- Royal coat of arms of the United Kingdom

Justice of the High Court
- Incumbent
- Assumed office 1 October 2021

Personal details
- Born: 11 April 1963 (age 62) Lincolnshire, England
- Alma mater: Christ Church, Oxford

= Edwin Johnson (judge) =

British judge

Sir Edwin Geoffrey Johnson (born 11 May 1963) is a British High Court judge.

== Personal life and education ==
Johnson was born in Lincolnshire, England and grew up in Surrey; he was educated at Lancing College. He then attended Christ Church, Oxford where he completed a BA in jurisprudence in 1986.

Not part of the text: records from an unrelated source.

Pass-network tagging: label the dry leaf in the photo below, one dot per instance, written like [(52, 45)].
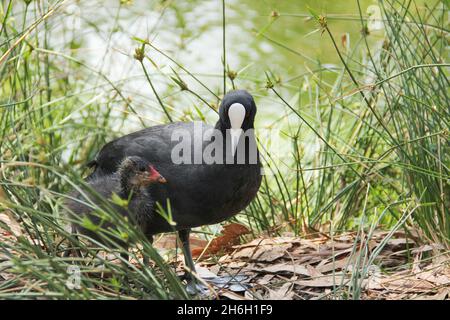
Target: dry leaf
[(225, 242), (285, 267)]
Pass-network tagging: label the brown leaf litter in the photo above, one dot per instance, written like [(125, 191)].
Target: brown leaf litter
[(326, 267)]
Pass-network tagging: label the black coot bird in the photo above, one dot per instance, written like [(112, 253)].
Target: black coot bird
[(200, 191), (130, 182)]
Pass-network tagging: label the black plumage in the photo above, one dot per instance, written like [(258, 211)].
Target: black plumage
[(130, 183), (199, 194)]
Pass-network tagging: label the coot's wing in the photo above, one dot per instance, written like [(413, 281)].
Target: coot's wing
[(152, 143)]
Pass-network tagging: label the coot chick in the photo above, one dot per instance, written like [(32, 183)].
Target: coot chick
[(199, 193), (130, 183)]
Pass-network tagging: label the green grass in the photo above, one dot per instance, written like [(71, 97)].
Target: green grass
[(367, 141)]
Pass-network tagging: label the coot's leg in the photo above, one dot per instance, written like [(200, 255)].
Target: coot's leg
[(193, 286), (186, 247), (145, 261)]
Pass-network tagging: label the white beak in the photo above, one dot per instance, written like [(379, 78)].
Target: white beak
[(236, 114)]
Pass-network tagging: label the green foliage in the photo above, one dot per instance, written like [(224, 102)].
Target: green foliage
[(366, 140)]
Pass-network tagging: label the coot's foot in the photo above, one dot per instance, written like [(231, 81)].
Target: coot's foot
[(195, 287)]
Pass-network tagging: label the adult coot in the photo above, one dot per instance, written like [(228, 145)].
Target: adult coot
[(212, 172), (130, 183)]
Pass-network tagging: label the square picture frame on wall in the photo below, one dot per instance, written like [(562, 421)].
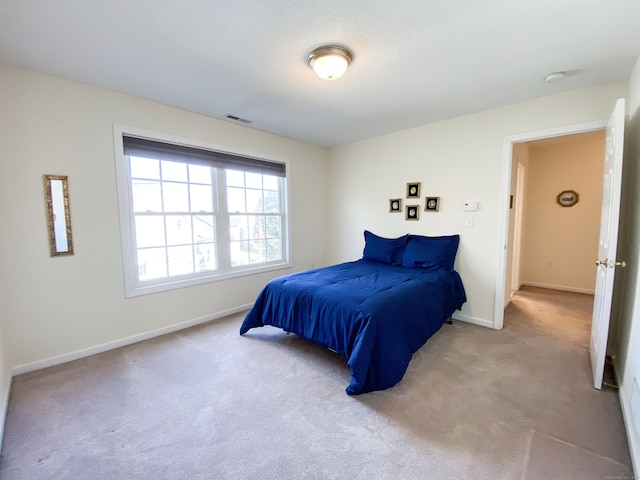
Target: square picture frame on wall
[(413, 190), (395, 205), (412, 212), (431, 204)]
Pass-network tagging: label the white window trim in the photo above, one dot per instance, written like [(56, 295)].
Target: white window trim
[(132, 289)]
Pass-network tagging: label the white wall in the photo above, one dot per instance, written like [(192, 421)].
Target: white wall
[(458, 160), (561, 243), (53, 307), (5, 382), (626, 308)]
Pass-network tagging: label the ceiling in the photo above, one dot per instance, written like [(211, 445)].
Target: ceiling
[(415, 61)]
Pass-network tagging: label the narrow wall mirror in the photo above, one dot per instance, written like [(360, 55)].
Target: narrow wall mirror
[(56, 191)]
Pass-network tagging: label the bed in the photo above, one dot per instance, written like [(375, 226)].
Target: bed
[(376, 311)]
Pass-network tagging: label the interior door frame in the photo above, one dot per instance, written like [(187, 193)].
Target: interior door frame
[(505, 192)]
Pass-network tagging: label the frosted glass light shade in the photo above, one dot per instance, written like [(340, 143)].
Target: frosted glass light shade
[(329, 62)]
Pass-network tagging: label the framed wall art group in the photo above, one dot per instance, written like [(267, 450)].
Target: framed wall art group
[(412, 211)]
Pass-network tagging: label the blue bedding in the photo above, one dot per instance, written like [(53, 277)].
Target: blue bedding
[(374, 314)]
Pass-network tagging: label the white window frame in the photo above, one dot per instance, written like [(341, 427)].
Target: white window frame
[(133, 288)]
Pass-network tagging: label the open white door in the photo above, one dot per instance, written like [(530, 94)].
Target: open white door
[(606, 261)]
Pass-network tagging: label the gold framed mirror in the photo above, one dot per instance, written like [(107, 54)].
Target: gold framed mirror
[(56, 191)]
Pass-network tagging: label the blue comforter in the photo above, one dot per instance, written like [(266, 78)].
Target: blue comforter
[(374, 314)]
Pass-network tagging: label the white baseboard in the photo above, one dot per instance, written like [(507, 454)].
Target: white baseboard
[(87, 352), (634, 446), (476, 321), (560, 287)]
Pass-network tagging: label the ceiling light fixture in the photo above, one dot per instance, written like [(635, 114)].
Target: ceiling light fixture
[(330, 61), (555, 77)]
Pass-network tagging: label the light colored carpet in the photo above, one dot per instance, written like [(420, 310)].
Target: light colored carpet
[(206, 403)]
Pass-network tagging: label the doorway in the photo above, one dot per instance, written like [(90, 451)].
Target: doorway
[(554, 242), (504, 277)]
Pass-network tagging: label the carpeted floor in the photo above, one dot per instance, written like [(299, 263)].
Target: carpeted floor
[(206, 403)]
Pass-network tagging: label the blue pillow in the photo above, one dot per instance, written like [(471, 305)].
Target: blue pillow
[(431, 252), (383, 250)]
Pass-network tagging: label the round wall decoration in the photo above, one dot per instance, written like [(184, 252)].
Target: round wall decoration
[(568, 198)]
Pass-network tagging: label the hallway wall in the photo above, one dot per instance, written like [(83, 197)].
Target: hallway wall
[(560, 245)]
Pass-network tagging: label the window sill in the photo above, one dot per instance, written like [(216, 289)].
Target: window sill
[(149, 287)]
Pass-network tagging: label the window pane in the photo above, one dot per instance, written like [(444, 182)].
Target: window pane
[(270, 182), (271, 202), (174, 171), (235, 178), (176, 197), (204, 229), (257, 251), (178, 229), (152, 264), (254, 201), (238, 227), (273, 227), (256, 226), (274, 250), (144, 168), (206, 257), (201, 198), (146, 196), (254, 180), (149, 231), (235, 200), (180, 260), (200, 174), (239, 254)]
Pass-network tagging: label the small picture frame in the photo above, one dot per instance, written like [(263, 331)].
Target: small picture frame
[(395, 205), (412, 212), (413, 190), (431, 204), (568, 198)]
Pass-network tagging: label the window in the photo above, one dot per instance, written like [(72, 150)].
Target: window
[(191, 214)]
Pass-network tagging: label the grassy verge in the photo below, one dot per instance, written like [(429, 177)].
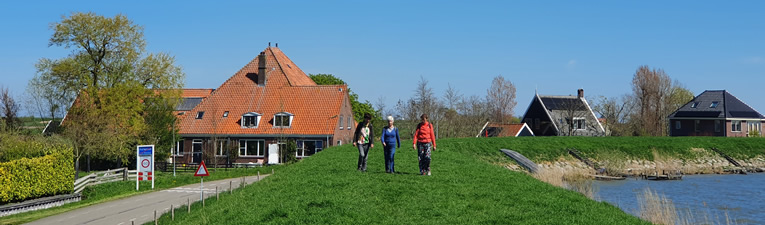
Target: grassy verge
[(327, 189), (551, 148), (116, 190)]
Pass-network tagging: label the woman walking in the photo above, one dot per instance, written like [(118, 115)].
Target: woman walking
[(424, 139), (364, 141), (390, 141)]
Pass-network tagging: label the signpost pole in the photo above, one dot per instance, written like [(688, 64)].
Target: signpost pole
[(137, 168)]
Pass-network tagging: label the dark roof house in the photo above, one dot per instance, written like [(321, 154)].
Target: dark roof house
[(562, 116), (716, 113)]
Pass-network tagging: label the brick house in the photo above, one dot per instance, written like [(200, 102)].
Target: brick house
[(268, 101), (552, 115), (716, 113)]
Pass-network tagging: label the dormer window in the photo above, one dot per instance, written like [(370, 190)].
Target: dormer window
[(250, 120), (283, 119)]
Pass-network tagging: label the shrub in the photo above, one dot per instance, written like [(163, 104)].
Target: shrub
[(26, 177)]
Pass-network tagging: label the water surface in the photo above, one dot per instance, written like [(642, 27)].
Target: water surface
[(707, 197)]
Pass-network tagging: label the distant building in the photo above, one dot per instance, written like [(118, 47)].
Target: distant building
[(505, 130), (270, 100), (716, 113), (562, 116)]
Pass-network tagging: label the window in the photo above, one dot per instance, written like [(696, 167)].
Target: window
[(179, 148), (579, 123), (220, 148), (718, 125), (196, 145), (307, 148), (283, 119), (697, 125), (735, 126), (250, 120), (252, 148)]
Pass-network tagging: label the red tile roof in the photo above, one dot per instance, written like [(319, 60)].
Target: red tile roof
[(287, 89), (196, 92)]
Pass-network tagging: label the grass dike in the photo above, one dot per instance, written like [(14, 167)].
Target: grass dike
[(465, 188)]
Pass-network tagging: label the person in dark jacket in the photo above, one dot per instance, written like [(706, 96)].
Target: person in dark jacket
[(424, 140), (363, 139), (390, 141)]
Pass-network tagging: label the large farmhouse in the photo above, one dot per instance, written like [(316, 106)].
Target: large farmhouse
[(562, 116), (716, 113), (270, 100)]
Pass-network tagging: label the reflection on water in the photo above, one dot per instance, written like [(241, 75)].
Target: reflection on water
[(707, 197)]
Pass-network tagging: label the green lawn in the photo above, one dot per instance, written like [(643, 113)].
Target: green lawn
[(327, 189), (116, 190), (551, 148)]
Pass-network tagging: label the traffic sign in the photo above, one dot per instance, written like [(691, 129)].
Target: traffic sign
[(202, 170)]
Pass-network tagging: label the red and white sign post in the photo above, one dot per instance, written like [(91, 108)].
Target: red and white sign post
[(202, 173), (145, 164)]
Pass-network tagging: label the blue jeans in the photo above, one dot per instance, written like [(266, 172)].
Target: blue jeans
[(389, 150), (423, 150)]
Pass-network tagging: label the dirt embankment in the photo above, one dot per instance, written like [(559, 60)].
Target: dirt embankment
[(702, 164)]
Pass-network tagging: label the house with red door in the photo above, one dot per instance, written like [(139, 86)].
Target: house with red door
[(263, 105)]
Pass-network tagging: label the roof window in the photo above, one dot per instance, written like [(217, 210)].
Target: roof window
[(283, 119), (250, 120)]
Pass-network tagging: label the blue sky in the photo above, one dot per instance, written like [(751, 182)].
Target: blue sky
[(382, 48)]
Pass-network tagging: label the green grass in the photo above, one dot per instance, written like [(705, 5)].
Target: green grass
[(116, 190), (551, 148), (327, 189)]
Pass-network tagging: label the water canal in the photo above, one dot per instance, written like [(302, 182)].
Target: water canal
[(707, 197)]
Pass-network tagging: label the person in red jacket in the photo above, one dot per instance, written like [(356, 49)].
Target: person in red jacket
[(424, 140)]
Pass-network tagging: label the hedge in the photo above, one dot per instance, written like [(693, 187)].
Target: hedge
[(29, 178)]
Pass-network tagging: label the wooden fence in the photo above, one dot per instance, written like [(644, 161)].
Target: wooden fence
[(120, 174)]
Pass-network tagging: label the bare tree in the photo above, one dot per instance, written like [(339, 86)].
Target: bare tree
[(616, 112), (9, 109), (501, 99), (656, 96)]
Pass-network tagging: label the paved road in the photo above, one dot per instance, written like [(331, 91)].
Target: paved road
[(140, 208)]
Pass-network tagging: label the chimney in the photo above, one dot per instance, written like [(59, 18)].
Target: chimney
[(262, 69)]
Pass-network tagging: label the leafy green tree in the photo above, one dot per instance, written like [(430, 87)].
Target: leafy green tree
[(109, 73), (359, 108)]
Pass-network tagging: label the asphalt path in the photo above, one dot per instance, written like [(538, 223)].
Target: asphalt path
[(140, 209)]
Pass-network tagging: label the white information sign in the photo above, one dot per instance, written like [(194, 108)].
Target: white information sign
[(144, 164)]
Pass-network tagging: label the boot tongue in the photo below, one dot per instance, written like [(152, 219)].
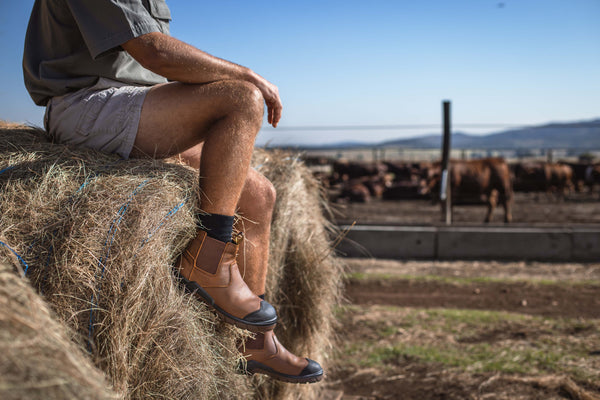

In 1991, he married Mary Thorne and together they have two sons and a daughter.

== Career ==
He was called to the bar at Lincoln's Inn in 1987 and practised real property and professional negligence from Maitland Chambers. He took silk in 2006 and was appointed a deputy High Court judge in 2017. He was an editor of Snell's Equity thirty-first edition in 2005. As a practitioner, he appeared before the House of Lords.

On 1 October 2021, Johnson was appointed a judge of the High Court and assigned to the Chancery Division. He received the customary knighthood in the same year. He was appointed President of the Upper Tribunal (Lands Chamber) on 1 August 2022.